In fact, the Pasha was France’s greatest friend in the East — he thought of her as his second country. His happiest days were those that he spent beneath her skies. All of his companions were drawn from her children, whether they lived on the banks of the Nile or the Seine. I myself used to imagine, when I was in his salon, that I had suddenly been transported to Paris — the French furniture, the French people present, the French language spoken, and the French cuisine. Many French intellectuals did not know him except as a singular fancier of French art, or as a composer of passionate verse in the fine Gallic tongue. As for me, I knew him only this way — as a lover of France, a fanatic for her culture, and a preacher of her policies.
On that fateful day, I was sitting at the Pasha’s side when M. Saroux said, while scrutinizing a two-inch bronze bust with his crossed and bulging eyes, “You fortunate man, your palace needs but a trifling change to turn it into a complete museum.”
“I certainly agree,” the doctor ventured, tugging at his beard contemplatively, “for it is a permanent exhibit of all the schools of genius combined, with an obvious Francophile tendency.”
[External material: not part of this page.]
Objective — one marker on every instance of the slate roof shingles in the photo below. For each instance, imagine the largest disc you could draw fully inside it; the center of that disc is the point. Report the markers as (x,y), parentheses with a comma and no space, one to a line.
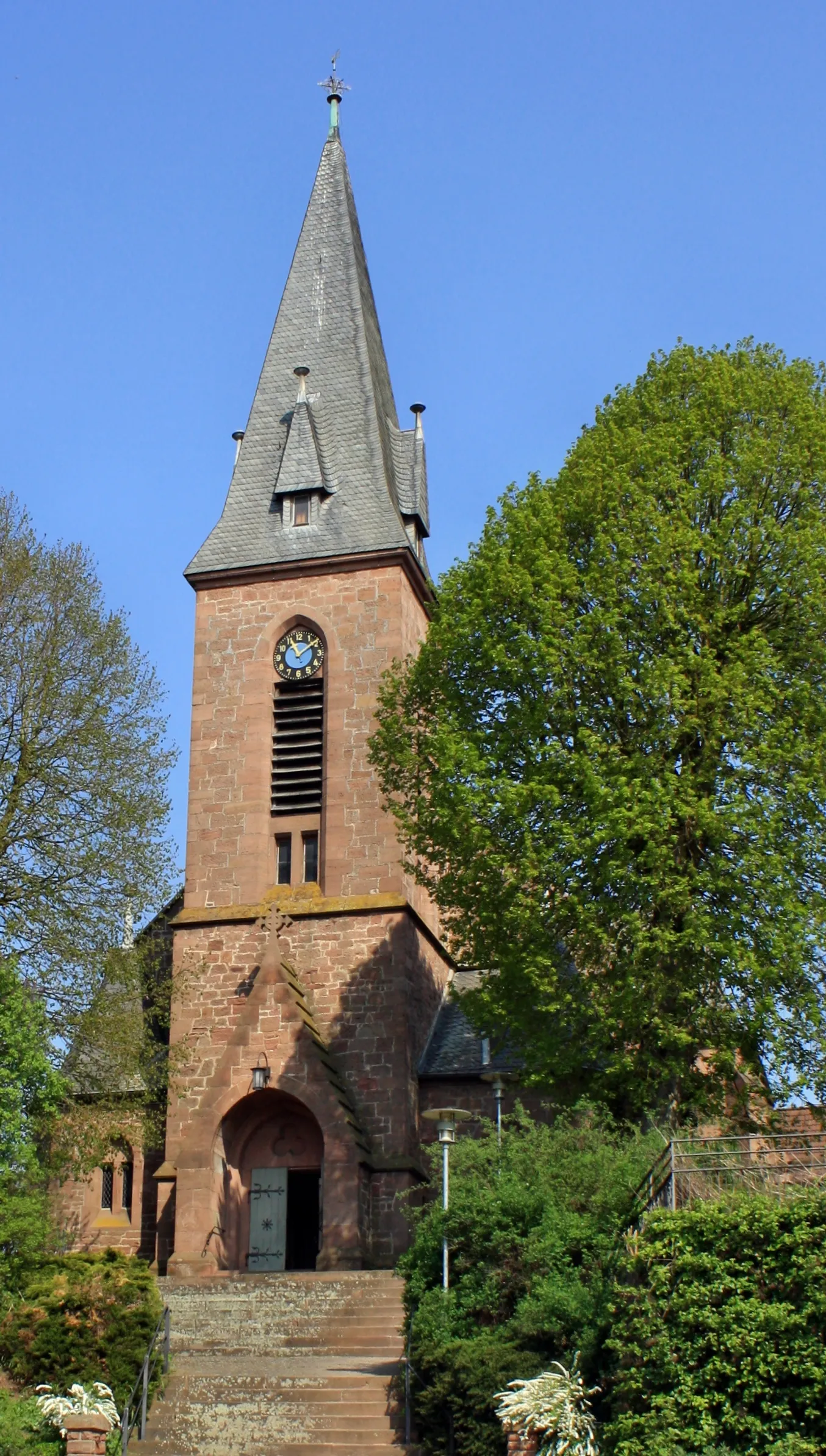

The Pasha chimed in, “Its greatest virtue is in my balanced taste, which moves equally between the various trends, treating the rigid views of the differing schools all the same. And which strives for the enjoyment of beauty — whether its creator be Praxiteles or Raphael or Cézanne — with the exception of radical modern contrivances.”
As I spoke, I glanced covertly at M. Saroux, teasing whom always delighted me, and said, “If the Ministry of Education could move this salon to the Higher College of Fine Arts, then they wouldn’t waste money sending study missions to France and Italy.”
M. Saroux laughed, swiveling to address me, “Then maybe they could save on the French headmaster, as well!”
But the Pasha said seriously, “Be assured, my dear Saroux, that if it were possible for this museum to leave Upper Egypt, then it would be heading straight for Paris.”